The Green Bay Packers evened their record at 2-2 with an occasionally ugly but still effective win over the division-leading Detroit Lions (3-2), who have now lost 22 straight regular season games in the state of Wisconsin.
It was over when…
…Aaron Rodgers found James Jones for a 83-yard touchdown that put the Packers up 16-3 late in the third quarter. On a day when defense controlled most of the action, a Calvin Johnson-less Lions offense simply lacked the firepower on offense to make up the deficit.
- Mason Crosby: If you include the 2012 postseason and this year’s preseason, Crosby has now made 21 straight kicks. He made all five of his attempts today, including three from 40 or more yards out. He’s in a groove. And when Crosby is in a groove, few are better.
- T.J. Lang and Josh Sitton: The Packers guard duo won’t face a more disruptive pair of interior players this season than Ndamukong Suh and Nick Fairley.

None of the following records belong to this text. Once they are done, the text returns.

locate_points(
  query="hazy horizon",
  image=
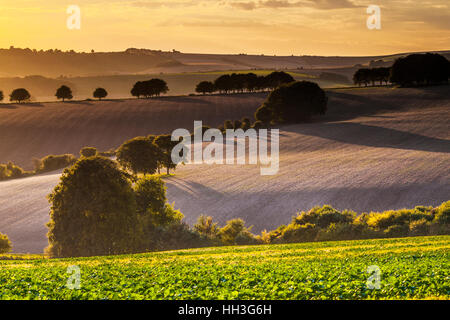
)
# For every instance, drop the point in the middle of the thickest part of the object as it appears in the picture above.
(270, 27)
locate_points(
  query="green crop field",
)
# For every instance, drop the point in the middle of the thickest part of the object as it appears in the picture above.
(411, 268)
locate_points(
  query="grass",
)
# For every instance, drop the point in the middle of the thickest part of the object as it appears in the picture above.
(411, 268)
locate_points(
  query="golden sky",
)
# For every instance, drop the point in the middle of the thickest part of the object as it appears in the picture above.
(281, 27)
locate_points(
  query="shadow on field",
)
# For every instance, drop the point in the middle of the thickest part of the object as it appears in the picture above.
(372, 136)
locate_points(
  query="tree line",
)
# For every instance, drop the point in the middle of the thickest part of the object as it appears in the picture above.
(244, 82)
(412, 70)
(146, 89)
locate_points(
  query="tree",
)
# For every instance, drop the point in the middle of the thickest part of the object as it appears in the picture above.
(205, 87)
(420, 69)
(5, 244)
(139, 155)
(151, 203)
(224, 83)
(166, 145)
(138, 89)
(293, 102)
(88, 152)
(19, 95)
(149, 88)
(93, 211)
(100, 93)
(277, 78)
(64, 92)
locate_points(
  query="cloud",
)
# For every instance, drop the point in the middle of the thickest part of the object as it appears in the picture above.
(159, 4)
(277, 4)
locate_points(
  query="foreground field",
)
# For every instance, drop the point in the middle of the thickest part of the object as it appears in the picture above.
(411, 268)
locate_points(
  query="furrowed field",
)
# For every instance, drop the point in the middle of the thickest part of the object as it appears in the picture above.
(411, 268)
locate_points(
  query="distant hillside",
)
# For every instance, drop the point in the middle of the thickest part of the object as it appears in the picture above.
(54, 63)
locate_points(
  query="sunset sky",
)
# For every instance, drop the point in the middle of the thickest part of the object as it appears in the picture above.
(282, 27)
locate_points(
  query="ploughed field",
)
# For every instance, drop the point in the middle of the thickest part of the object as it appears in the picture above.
(409, 268)
(376, 149)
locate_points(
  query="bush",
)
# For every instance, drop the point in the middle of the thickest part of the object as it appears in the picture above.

On Sunday, the two kept Detroit’s rough and tough defensive tackles relatively quiet, which is really all you can ask for. Aaron Rodgers was sacked just once, and the Packers rushed for 180 yards.

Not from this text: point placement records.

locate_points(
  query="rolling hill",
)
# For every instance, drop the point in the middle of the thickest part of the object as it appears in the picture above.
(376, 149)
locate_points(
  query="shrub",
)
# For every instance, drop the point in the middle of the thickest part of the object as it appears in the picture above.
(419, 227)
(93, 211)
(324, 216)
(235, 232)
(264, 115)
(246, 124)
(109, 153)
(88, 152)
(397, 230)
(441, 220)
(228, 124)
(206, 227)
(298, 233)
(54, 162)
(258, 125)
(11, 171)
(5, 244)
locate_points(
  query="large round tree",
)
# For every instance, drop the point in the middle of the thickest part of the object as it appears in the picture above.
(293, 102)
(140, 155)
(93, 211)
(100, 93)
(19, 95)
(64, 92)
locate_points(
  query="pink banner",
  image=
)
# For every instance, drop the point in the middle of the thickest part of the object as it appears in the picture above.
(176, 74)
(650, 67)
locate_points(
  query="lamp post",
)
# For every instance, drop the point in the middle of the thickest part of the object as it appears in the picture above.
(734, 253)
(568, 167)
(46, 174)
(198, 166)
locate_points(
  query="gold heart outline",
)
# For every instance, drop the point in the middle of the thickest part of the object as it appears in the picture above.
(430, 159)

- Mike Neal: Dom Capers started Neal at outside linebacker and he responded with his best game of the season. The Lions struggled to keep an active Neal out of the backfield. He strung out a run play early, then was the main culprit for a three-yard loss by Reggie Bush. Later, he sacked Matthew Stafford on a straight bull rush. He’s earning a bigger role.
- A.J. Hawk: Quietly, Hawk has been having one of his best seasons as a pro. Sunday might have been his most impressive of 2013, as he was a big reason why Bush only recorded 69 total yards on a day when Detroit needed to feed him the football. Time to give one of the most under appreciated players in recent Packers history some long overdue love.
The Packers and Lions both had 10 drives and ran 64 plays. But Green Bay totaled 449 yards, including 180 rushing, and held the football for almost five minutes longer…The Packers finished 0-2 scoring touchdowns in the red zone…The Lions came into the contest as the No. 1 defense on third down. Green Bay converted on 7-of-16 opportunities…Eddie Lacy finished one yard short of giving the Packers three straight 100-yard rushers. He would have also been the third different running back to hit the milestone for Green Bay this season…The Packers averaged 5.5 yards per carry, thanks in large part to Randall Cobb’s 67-yard jaunt in the second half. C0bb finished with 72 rushing yards, a career high…James Jones’ 83-yard touchdown was the longest of his career, and also his first 80-yard touchdown. It was the sixth 80-yard or longer touchdown of Aaron Rodgers’ career…The Packers tallied five sacks of Matthew Stafford, who came into the contest with just three sacks absorbed in the first four games (NFL low)…With Calvin Johnson and Nate Burleson out, Stafford completed just nine passes to receivers…Overall, the Lions called 45 passes to just 18 runs. Detroit averaged 3.4 yards a carry over 18 attempts (one kneel down for -1 yards)…Johnathan Franklin has 16 NFL carries and two fumbles.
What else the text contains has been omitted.